You can shop for models [here](https://huggingface.co/models).

After, you'll see how to use these models for text classification and text generation, similar to the core mechanism of how the commerical APIs you saw above are generating text.

In [None]:
# T5 paper: https://arxiv.org/pdf/2210.11416.pdf
model_name = "t5-small"
model = AutoModel.from_pretrained(model_name, device_map="auto")

In [None]:
print(model)

Want to learn more about transformers like the BERT and GPT family and how they work? 
- Sebastian Raschka recently gave his description of the history of the transformer in this concise [post](https://www.linkedin.com/posts/sebastianraschka_llms-largelanguagemodels-ai-activity-7121484400701186048--47t?utm_source=share&utm_medium=member_desktop).
- Check out the amazing [Bertviz](https://github.com/jessevig/bertviz) tool by [jessevig](https://github.com/jessevig/). you can see a pre-loaded demo [here](https://colab.research.google.com/drive/1hXIQ77A4TYS4y3UthWF-Ci7V7vVUoxmQ?usp=sharing#scrollTo=twSVFOM9SopW).

## HuggingFace Pipeline API

In the previous section we saw how to load a model, in this section we see the easiest way to use HuggingFace models for inference like with the earlier examples using commercial APIs.

You will see how the [HuggingFace Pipeline API](https://huggingface.co/docs/transformers/v4.34.0/en/main_classes/pipelines) perform tasks including:
* [Text Classsification](#text-classification)
* [Text Generation](#text-generation)
* many more tasks [here](https://huggingface.co/tasks)

## Text Generation
https://huggingface.co/tasks/text-generation

In [None]:
model_name = "bigscience/bloom-560m" # https://huggingface.co/bigscience/bloom-560m
generator = pipeline("text-generation", model=model_name, device_map="auto")

prompt = "To learn MLOps in 2024, start by" 
response = generator(prompt, do_sample=False, max_new_tokens=25)

In [None]:
Markdown(f"""
**Prompt**: {prompt}

**{model_name}'s continuation**: {response[0]['generated_text']}...
""")

## Text Classification
https://huggingface.co/tasks/text-classification

In [None]:
# More text classification models: https://huggingface.co/models?pipeline_tag=text-classification&sort=trending
model_name = "SamLowe/roberta-base-go_emotions" 

# Create a text classification pipeline using HuggingFace transformers pipeline.
classifier_pipe = pipeline("text-classification", model=model_name)

# Sample data we want to classify the sentiment of.
sentences = [
    "I am feeling inspired today.

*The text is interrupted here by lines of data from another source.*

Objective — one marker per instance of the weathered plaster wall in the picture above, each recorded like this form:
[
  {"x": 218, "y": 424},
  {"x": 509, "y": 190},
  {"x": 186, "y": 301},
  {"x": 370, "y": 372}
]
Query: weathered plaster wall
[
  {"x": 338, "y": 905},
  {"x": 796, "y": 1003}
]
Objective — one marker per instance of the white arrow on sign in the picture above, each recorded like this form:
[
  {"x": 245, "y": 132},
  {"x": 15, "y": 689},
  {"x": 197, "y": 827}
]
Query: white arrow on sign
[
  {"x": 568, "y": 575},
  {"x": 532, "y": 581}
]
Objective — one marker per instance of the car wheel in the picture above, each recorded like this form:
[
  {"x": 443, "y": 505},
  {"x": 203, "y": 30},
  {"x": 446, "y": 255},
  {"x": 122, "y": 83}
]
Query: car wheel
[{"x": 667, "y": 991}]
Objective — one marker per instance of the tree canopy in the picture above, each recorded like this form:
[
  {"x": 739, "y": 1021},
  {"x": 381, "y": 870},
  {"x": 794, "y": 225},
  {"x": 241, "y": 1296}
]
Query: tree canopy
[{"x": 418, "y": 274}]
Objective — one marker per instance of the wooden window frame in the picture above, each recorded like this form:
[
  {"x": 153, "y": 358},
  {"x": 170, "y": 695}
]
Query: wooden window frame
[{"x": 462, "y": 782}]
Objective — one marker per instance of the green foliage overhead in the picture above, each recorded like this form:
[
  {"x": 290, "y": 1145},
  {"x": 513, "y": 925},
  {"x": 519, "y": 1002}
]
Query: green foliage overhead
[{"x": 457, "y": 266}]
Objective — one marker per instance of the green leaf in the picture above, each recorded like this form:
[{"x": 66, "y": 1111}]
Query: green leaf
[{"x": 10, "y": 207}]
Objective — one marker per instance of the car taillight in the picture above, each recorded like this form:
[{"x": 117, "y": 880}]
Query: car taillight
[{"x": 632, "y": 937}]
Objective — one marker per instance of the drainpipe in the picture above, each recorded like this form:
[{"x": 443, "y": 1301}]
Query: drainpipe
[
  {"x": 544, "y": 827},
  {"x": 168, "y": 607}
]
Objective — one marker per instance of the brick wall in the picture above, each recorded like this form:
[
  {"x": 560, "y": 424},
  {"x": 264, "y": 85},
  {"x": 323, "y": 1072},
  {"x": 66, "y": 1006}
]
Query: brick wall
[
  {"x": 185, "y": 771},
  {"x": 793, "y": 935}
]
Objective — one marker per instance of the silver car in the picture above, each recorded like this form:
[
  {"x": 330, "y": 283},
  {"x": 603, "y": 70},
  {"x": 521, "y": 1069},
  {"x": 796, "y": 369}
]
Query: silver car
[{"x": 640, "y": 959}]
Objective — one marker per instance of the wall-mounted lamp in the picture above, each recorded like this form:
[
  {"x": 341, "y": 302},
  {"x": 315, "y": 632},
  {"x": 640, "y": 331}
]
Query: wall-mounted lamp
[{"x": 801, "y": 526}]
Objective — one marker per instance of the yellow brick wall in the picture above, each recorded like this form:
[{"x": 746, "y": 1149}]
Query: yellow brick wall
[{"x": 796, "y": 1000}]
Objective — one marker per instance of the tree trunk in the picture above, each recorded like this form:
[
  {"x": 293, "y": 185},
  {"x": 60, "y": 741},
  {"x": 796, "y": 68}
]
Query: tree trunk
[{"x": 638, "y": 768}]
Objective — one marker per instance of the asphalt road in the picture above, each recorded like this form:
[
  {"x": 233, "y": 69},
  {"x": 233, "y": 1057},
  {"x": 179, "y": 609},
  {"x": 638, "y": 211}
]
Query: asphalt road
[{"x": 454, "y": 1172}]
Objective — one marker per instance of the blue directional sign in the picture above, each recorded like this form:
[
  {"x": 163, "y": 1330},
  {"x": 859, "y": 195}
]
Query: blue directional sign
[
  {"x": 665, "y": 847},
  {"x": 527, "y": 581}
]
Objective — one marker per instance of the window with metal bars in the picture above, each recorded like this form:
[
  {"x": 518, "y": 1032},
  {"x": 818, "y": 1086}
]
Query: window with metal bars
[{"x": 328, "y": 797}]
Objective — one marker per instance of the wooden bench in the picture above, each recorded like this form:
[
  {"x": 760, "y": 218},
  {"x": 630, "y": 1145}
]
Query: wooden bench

What a time to be alive!",
    "This talk is informative, but a bit high-level, where I can find more details?",
    "I wonder about all the hype around Generative AI, is it smoke and mirrors?",
    "Building production-grade machine learning systems is challenging."
]

# Run the pipeline!
classifier_pipe(sentences)

# Summary

In this lesson, you've learned:
- how to programmatically query the leading commercial generative AI APIs
- which endpoints are supported by the leading generative AI APIs
- how to get started with replicating the core modeling loops of generative AI using open-source

In the next lessons we will discuss methods for increasing the relevance of LLM responses, starting with basic prompt engineering, retrieval-augmented generation (RAG), and changing the model itself through fine-tuning and serving it behind an API you can control.